The conversation will now move on immediately to the Presidential elections of 2020 and who the Democrats will put forward to try and remove Trump from power. Apart from a few loud outliers, the great majority of the Dems elected to the House are not progressive die-hards. In fact, in order to win in the so called ‘Purple’ districts, many voiced the same concerns about immigration that Trump has pushed at his rallies. The big debate between the talking heads within that party will now be whether they need a Joe Biden style moderate or a Beto O’Rourke/Elizabeth Warren firebrand progressive to beat Trump. Ultimately at this point, debates such these are pretty futile. There will be nearly twenty months of warfare among those hoping for the nomination and it is impossible to say what will take precedence in the news cycle next week, let alone over all that amount of time.
What are the other big take aways from the elections?
Most Diverse House Yet
The candidates in this election proved to be the most diverse yet in terms of gender, ethnicity and sexuality, and many of these won their seats. The House and Senate will have more women than ever before and a plenty of ‘firsts’ in terms representation including; 36 year Ilhan Omar who was born in Somalia and came to the US as a refugee, 29 year old Alexandria Ocasio-Cortez who is youngest woman yet elected to Congress and Sharice Davids who will be the on of the two first Native American women (but more importantly, the first ever MMA fighter).

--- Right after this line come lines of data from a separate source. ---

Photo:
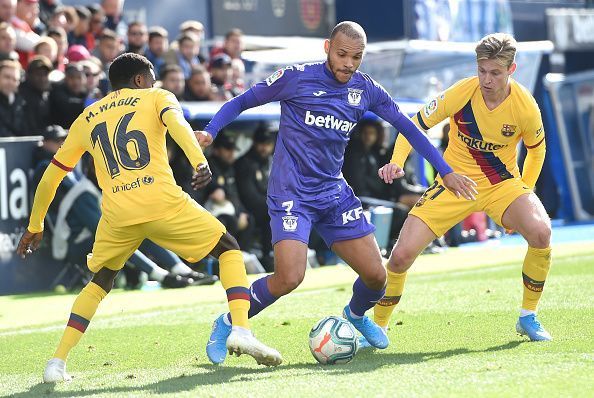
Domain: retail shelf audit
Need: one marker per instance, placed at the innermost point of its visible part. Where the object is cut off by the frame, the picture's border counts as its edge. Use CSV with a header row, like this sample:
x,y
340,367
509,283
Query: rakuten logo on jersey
x,y
329,122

Trump is the Emperor of the Republican Party
As mentioned already, Trump tried his best to make this election about him. It will take a number of weeks for the analysts to properly digest the stats coming from the exit polls across the country, but at first glance it appears that those states who voted for Trump in 2016 have proved loyal. Republicans who tried to lean away from the President lost their seats, whereas those who embraced him, such as former primary opponent Ted Cruz of Texas, ended up being rewarded by the party’s base. There is now little to no opposition to Trump among Republican representatives*, something that shows just how polarised and partisan the United States has become.
*One caveat is Mitt Romney, the former presidential candidate who won a Senate seat in Utah. While he was a hardcore ‘Never Trumper’ during 2016, he has been very quiet since then and it remains to be seen how much of a maverick he will prove to be over the next two years.